Todos hemos soñado de niños (o de no tan niños) con ser superhéroes. Admiramos la conjunción de poderes sobrehumanos y la nobleza de espíritu que los conduce a hacer el bien. Soñamos siempre con ser buenos y poderosos.
Me pregunto si no deberíamos dar gracias a que los superhéroes solo sean personajes de ficción. ¿Se imaginan si Superman existiera? Sería preocupante que existiera una persona con capacidad de actuar sin límites, volando por los cielos, levantando pesos extraordinarios, atravesando paredes y siendo inmune a las balas. Un ser con tal poder tendería a abusar de él. ¿Qué nos garantiza que los superpoderes vengan acompañados por la nobleza necesaria para usarlos con responsabilidad y con la inteligencia para usarlos con criterio? Quizás lo más fantasioso en los superhéroes no sean sus poderes, sino la romántica bondad con que actúan y su utópico espíritu de sacrificio digno de un santo.
Pero más peligroso que un superhéroe sería alguien que se cree uno sin contar con los poderes para serlo. Mi madre encontró una vez a mi hermano menor sentado al borde de la ventana de un sexto piso, con su disfraz de Superman, mirando al vacío con la expresión de “¿lo hago o no lo hago?”. Por suerte lo alcanzaron antes de que intentara descubrir si podía volar.
Esta situación se parece a cuando los funcionarios públicos, dotados de poder, se sienten superhéroes que pueden resolverle todos sus problemas al resto de sus congéneres. Sin verdaderos poderes, y sin contar con el espíritu cuasidivino necesario, se creen en la capacidad de hacer el bien sin mirar a quién, cuando en realidad hacen el mal mirando a quien le conviene.
Eso es precisamente lo que ocurre con la lamentable Ley Universitaria. Una sarta de funcionarios públicos, comenzado con Humala, el muy poco dotado de criterio Mora, y una serie de congresistas que muestran todos los días, cuando abren la boca, que no tienen mucho que decir sobre educación, y creen que tienen el poder para resolver el problema de la calidad educativa. Pero como ha ocurrido con la educación estatal de todo nivel, solo nos conducen a sumar más décadas de fracaso.

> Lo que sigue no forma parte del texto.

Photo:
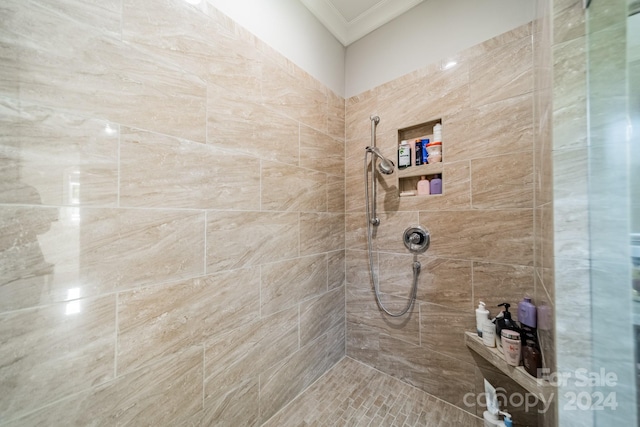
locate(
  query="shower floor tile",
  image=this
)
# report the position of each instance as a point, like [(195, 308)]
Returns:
[(354, 394)]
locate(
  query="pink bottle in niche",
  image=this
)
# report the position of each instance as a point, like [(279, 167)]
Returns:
[(423, 186), (436, 185)]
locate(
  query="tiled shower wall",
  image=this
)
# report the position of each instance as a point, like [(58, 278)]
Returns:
[(171, 214), (482, 226)]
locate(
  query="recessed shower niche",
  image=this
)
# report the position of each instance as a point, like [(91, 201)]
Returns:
[(408, 177)]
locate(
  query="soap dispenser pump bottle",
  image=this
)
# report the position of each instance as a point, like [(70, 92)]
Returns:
[(482, 315), (505, 322)]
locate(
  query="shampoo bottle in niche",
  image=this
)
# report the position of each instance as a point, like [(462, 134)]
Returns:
[(423, 186), (436, 185), (482, 315), (404, 155)]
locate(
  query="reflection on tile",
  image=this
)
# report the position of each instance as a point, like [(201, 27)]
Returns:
[(287, 283), (503, 181), (240, 239), (161, 320), (290, 188), (167, 392), (64, 159), (53, 351), (321, 232), (213, 177)]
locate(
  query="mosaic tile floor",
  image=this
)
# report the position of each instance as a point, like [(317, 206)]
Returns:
[(353, 394)]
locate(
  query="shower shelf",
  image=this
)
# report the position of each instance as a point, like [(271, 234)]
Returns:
[(492, 355), (407, 179)]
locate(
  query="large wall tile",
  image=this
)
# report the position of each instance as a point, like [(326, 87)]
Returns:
[(64, 159), (249, 127), (161, 320), (488, 80), (496, 235), (239, 239), (53, 351), (287, 283), (503, 181), (483, 131), (236, 357), (321, 152), (169, 391), (215, 179), (321, 232), (321, 314), (103, 77), (290, 188)]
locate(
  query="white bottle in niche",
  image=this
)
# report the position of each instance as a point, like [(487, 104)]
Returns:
[(424, 188)]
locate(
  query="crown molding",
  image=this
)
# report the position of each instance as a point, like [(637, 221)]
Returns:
[(349, 31)]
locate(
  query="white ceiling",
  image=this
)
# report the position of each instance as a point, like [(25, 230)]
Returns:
[(349, 20)]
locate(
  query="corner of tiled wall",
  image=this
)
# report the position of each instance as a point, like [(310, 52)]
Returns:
[(172, 206)]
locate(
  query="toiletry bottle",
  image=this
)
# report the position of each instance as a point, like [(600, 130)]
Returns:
[(436, 185), (489, 333), (404, 155), (532, 359), (437, 133), (423, 152), (418, 151), (504, 322), (527, 319), (423, 187), (482, 314)]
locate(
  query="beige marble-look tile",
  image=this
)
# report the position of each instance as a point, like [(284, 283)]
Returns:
[(439, 327), (185, 174), (157, 321), (321, 232), (235, 357), (64, 159), (239, 239), (442, 376), (321, 314), (488, 81), (335, 115), (54, 351), (362, 310), (287, 283), (282, 383), (50, 251), (503, 181), (167, 392), (504, 236), (336, 264), (79, 68), (295, 94), (446, 282), (497, 283), (321, 152), (490, 129), (290, 188), (234, 123), (335, 194)]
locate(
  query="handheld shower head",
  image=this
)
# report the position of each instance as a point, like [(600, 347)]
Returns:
[(385, 166)]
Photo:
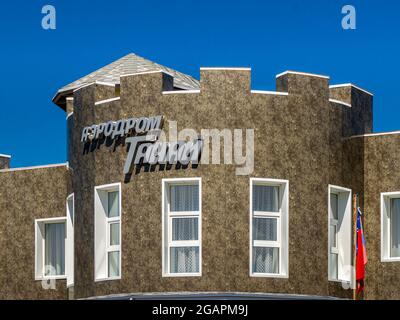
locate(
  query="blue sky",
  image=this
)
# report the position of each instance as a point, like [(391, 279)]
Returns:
[(268, 36)]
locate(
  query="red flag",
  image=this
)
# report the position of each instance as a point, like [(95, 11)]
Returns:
[(361, 253)]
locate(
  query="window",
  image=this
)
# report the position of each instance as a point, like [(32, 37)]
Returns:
[(50, 235), (108, 232), (339, 234), (390, 226), (269, 210), (69, 246), (182, 227)]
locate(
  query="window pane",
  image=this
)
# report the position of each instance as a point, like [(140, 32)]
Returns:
[(54, 249), (113, 264), (265, 229), (185, 229), (265, 198), (184, 197), (334, 206), (333, 267), (184, 259), (332, 242), (113, 204), (395, 228), (114, 234), (265, 260)]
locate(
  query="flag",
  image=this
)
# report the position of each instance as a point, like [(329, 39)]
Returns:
[(361, 253)]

Es sintomático que la ley haya creado no una intendencia, sino una superintendencia (cualquier parecido con Superman es pura coincidencia) que creerá tener los poderes para decidir cómo innovar en educación. Pero está a punto de saltar por la ventana a luchar contra la mediocridad, sin advertir que la mediocridad está en los tafetanes de su propio disfraz.
En pocas áreas de la actividad humana la innovación y la creatividad son tan importantes como la educación. Y el principal motor de la innovación es la competencia y la iniciativa individual. Infelizmente, la superintendencia la limitará dando estándares y reglas que buscarán que todas las universidades se parezcan cuando lo más importante, para ofrecer una educación de calidad, es que sean diversas.
No se dan cuenta de que al obligar a que todos los profesores tengan título de máster alejan de la cátedra a excelentes profesores y alimentan la creación de más programas de maestría en universidades de medio pelo. No se dan cuenta lo que significa obligar a que el 25% de los profesores sean a tiempo completo. ¿Con qué dinero se van a construir las oficinas y se va a poder contratar a tantas personas? Pues con aumentos de pensiones que alejarán la educación de los que menos tienen o con más gasto de nuestros impuestos. ¿Por qué un profesor de 70 años es demasiado viejo para enseñar, en un mundo donde la expectativa de vida superará pronto los 100 años? Y es que esas cosas pasan cuando la ignorancia se viste con traje colorido, una capa llamativa y una “S” de Superburócrata en el pecho.
Le hago una apuesta. En 10 años nos quejaremos más que ahora de la calidad de las universidades. Y a pesar de eso, creeremos que el problema es que los burócratas no tienen aún poderes suficientes.